You can find all the pkl files and data process here: https://github.com/vt-vl-lab/iCAN/blob/master/misc/download_dataset.sh https://github.com/vt-vl-lab/iCAN/blob/master/misc/download_detection_results.sh; https://github.com/vt-vl-lab/iCAN/blob/master/misc/download_training_data.sh.

Some details about the evaluation can be found here: https://github.com/vt-vl-lab/iCAN/blob/master/lib/ult/vsrl_eval.py, https://github.com/vt-vl-lab/iCAN/blob/master/lib/ult/Generate_HICO_detection.py.

Before the matlab evaluation, some pre-process must be done, e.g., discard the HOI results with wrong object classes according to the HOI class settings of HICO-DET and V-COCO.

The results process is tricky, if you use your own model and predictions, we may need to read the matlab code and its API carefully, and design your own post-process code. If you want to bypass this tricky course, you can also refer to the above code, which is carefully edited by the authors of iCAN (thanks for their great work).

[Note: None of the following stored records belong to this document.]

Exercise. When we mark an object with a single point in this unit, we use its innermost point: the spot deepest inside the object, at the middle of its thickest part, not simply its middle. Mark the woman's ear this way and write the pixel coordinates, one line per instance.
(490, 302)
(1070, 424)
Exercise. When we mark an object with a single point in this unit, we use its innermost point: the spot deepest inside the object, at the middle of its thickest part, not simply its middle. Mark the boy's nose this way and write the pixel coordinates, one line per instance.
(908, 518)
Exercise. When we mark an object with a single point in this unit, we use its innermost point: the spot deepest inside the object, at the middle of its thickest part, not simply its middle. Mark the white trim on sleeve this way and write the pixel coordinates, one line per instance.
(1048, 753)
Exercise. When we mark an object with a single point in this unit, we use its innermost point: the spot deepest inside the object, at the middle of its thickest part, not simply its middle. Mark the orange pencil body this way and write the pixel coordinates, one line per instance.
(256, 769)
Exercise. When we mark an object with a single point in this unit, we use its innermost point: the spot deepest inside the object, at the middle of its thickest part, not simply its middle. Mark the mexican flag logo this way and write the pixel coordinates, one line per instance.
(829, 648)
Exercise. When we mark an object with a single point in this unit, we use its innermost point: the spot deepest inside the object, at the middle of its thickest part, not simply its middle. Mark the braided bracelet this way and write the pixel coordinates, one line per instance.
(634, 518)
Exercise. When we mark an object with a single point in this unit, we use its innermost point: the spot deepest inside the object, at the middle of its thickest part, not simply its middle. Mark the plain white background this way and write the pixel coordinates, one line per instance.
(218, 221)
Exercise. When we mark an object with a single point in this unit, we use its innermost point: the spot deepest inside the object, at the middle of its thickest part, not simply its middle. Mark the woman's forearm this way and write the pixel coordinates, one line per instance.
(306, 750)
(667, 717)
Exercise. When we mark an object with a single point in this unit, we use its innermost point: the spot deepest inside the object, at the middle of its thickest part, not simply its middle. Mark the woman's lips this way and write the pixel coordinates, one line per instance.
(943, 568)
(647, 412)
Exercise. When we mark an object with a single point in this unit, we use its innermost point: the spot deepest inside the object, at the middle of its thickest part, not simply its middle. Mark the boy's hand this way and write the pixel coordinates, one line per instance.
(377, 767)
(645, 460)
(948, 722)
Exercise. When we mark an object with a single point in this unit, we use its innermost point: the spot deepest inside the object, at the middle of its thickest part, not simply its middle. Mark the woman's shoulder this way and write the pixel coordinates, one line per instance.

ZHUXUHAN commented 5 years ago

You are such a humble and helpful researcher. I have seriously studied the engineering of ican, but my project is based on pytorch, so the whole process seems quite awkward. I am listening carefully to your answer, and I am gradually doing it,but your work is very good, I may not be able to reach it, but I am seriously studying this field, thank you very much for your patience and excellent answer, it's very helpful for me.

DirtyHarryLYL commented 5 years ago

I'm sorry I am not being helpful. Our project is based on TF too. Good luck, you can make it.

ZHUXUHAN commented 5 years ago

I'm sorry I am not being helpful. Our project is based on TF too. Good luck, you can make it.

I may just use other detector(may be trained by myself, it may be evalded better than the Ican's detector),when I eval it on vcoco datasets,may better than yours(10+%teller on AProle),it's teller too much ,and I just use my baseline model(tree stream model with person-keypoints(trained model from openpose) as prior message), not using other strategies, I may do the wrong evaling method,so do this can cause some unfair comparisons?

DirtyHarryLYL commented 5 years ago

50+ mAP?wow,that is so high. No idea, maybe something went wrong, or it is the benefit of better object detections. Maybe you can convert the ican's detections to your format, and use the same model to verify the 10+% difference.

ZHUXUHAN commented 5 years ago

50+ mAP?wow,that is so high. No idea, maybe something went wrong, or it is the benefit of better object detections. Maybe you can convert the ican's detections to your format, and use the same model to verify the 10+% difference.

I just made wrong about the evading code,i rewrites it by accuracy method,i then eval it on the val data, it can up to 43 on aprole,, i just read some papers, it's different from each other, do you eval on the val data or on the test data?